How SLOs and error budgets improve app reliability

These practical tools help devops teams balance operational issues and the pursuit of perfection.

Comments

Once upon a time, business sponsors pestered development teams about when a feature would be done or a release ready for deployment. Today, agile development teams use tools like Jira Software to track epics and releases in burn-down charts to answer these questions, review priorities, and consider adding or reducing scope.

Operations teams have had similar challenges defining, measuring, and managing service-level agreements (SLAs), which are often used to establish a business service’s or application’s target uptime or performance. For example, an SLA might specify that a business service must have four 9s of reliability (99.99 per cent), which means that the application can experience only 52.5 minutes of downtime a year.

The difference between a service-level agreement and a service-level objective

Defining SLAs might work well for reporting, and IT managers use them to report whether business services met their target SLAs. But SLAs are typically broad metrics and often don’t provide greater specificity on when, where, and for whom service levels should have a different business objective. For example, an e-commerce application may seek only three 9s of reliability during slow times but require much higher reliability during holiday shopping periods.

SLAs are also not very predictive or actionable. You are more likely to hear, “The devops team missed its SLA,” without any feedback about improvement. Compare that to “The SLA is not on track to meet its objectives, so what steps will the team prioritise to improve reliability?”

These issues are why site reliability engineers changed the terms, practices, mindset, and tools from SLA to SLO (service-level objective).

Site reliability engineering (SRE) was introduced at Google in 2003, and its practices were published in the Site Reliability Engineering book in 2016. Key SRE principles include embracing risk, eliminating toil, instituting release engineering, and simplifying architectures.

SRE principles and functions work well with devops and IT Infrastructure Library (ITIL). The SRE’s primary roles include incident defence and promoting dev practices that improve application performance and reliability.

Creating SLOs is a foundational SRE practice. They can be defined at the business level or more granularly at the application, API, or data levels. They measure successful versus failed events during a defined duration window.

For example, an API with a monthly service level of three 9s must successfully respond to 99.9% of API requests during 30 days. If this API handles 100,000 service requests in 30 days, it can have 100 failed events during that period and meet its SLO.

Business leaders can specify SLOs by customer segments, including peak times, customer type, user type, or business activity. For example, the SLO for peak periods, or customers trying to buy products, might be increased to four 9s or 99.99 per cent. Since SLOs are measured against specific events or personas, it’s more straightforward to map them to meaningful business dimensions.

Error budgets help devops teams improve reliability

SLOs also define an error budget or how many failed events the service can undergo and meet its SLO. In the previous example, if an SLO of three 9s (99.9 per cent) during a 30-day window can have 100 failed events, the error budget is 100 events.

I discussed SLOs and error budgets with Kit Merker, COO of Nobl9, at a webinar on ways SRE practices help deliver exceptional service.

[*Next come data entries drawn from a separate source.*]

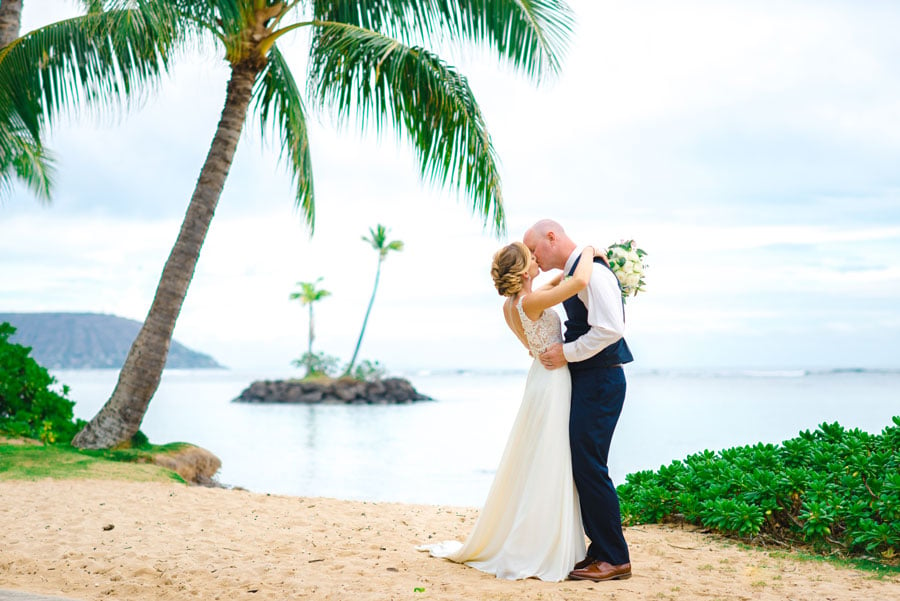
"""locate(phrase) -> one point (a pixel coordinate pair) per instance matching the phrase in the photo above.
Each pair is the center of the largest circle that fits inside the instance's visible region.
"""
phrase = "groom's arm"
(604, 303)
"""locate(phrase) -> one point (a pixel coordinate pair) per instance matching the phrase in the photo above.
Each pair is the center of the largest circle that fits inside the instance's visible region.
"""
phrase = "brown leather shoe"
(600, 571)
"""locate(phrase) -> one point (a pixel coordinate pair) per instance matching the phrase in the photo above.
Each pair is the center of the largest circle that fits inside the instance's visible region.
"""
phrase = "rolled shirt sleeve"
(603, 299)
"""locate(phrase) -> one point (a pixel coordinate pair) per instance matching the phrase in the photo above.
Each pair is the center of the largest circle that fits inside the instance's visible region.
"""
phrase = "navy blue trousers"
(597, 398)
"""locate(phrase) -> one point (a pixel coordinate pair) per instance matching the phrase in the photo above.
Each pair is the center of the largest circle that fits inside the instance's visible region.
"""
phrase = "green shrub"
(28, 405)
(835, 490)
(368, 371)
(318, 364)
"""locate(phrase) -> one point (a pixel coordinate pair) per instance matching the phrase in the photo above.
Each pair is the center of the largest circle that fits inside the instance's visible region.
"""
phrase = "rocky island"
(334, 391)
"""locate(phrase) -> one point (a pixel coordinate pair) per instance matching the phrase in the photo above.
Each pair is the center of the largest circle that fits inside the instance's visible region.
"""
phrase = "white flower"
(627, 262)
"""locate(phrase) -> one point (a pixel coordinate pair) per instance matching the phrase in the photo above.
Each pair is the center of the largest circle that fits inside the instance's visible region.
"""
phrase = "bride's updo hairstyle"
(509, 266)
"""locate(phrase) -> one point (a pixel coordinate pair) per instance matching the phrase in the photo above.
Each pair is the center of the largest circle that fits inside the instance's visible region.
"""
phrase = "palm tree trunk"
(365, 319)
(10, 20)
(312, 332)
(120, 418)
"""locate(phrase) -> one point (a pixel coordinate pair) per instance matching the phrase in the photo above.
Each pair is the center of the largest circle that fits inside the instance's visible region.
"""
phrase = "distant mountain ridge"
(89, 341)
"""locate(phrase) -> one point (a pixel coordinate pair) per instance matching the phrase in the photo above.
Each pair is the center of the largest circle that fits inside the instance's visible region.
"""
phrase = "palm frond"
(277, 99)
(23, 159)
(415, 91)
(99, 60)
(530, 34)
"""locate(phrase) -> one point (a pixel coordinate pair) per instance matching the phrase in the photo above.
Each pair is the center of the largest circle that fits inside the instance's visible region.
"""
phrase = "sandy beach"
(93, 540)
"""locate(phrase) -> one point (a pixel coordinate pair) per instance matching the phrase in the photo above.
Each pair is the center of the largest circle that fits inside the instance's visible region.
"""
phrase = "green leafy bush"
(318, 364)
(835, 490)
(28, 405)
(368, 371)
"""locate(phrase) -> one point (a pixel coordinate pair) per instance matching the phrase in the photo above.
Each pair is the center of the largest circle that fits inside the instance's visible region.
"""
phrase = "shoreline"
(153, 541)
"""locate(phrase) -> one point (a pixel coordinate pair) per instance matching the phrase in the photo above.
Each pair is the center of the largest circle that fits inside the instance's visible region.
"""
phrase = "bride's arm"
(550, 295)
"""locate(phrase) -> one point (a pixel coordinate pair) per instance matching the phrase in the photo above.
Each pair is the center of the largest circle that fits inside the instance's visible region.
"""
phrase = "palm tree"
(10, 20)
(366, 56)
(309, 295)
(100, 59)
(378, 241)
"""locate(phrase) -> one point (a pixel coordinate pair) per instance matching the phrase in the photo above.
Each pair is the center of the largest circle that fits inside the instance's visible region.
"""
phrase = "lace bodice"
(541, 333)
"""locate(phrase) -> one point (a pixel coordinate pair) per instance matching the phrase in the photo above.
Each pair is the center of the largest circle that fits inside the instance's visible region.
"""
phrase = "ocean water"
(445, 451)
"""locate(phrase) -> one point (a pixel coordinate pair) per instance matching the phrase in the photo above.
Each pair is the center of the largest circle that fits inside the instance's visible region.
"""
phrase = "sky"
(752, 148)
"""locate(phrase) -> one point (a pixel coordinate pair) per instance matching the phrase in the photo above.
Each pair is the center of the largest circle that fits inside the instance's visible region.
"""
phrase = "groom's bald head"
(549, 244)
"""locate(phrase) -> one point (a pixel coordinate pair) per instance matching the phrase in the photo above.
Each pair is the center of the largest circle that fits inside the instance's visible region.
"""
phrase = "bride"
(530, 525)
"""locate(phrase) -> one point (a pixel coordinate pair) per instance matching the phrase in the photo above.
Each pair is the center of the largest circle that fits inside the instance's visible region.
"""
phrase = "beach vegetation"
(308, 295)
(24, 461)
(835, 491)
(377, 240)
(31, 402)
(318, 365)
(366, 59)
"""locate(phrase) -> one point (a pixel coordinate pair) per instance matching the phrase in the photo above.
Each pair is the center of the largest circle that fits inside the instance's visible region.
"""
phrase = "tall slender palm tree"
(367, 57)
(103, 59)
(309, 294)
(378, 240)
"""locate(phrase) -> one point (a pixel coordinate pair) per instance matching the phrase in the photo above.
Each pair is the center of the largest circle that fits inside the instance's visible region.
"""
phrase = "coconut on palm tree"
(377, 240)
(309, 294)
(368, 58)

He explains the difference in mindset in managing with SLOs and error budgets instead of SLAs.

“We want to gain confidence and deliver excellence with our customers. But at the same time, we have a business to run, and we want to do that sustainably. I think of the difference between the edge of excellence (the SLO) and hard-to-achieve perfection. Once we define the SLO, we can make really important automated business decisions about engineering our solution.”

The edge of excellence refers to how much unreliability can be tolerated by end users and performance metrics. The important decision Merker alludes to is when and how much teams should prioritise development work to improve application reliability and performance, compared to work to enhance end-user experiences, add features, or address other business needs.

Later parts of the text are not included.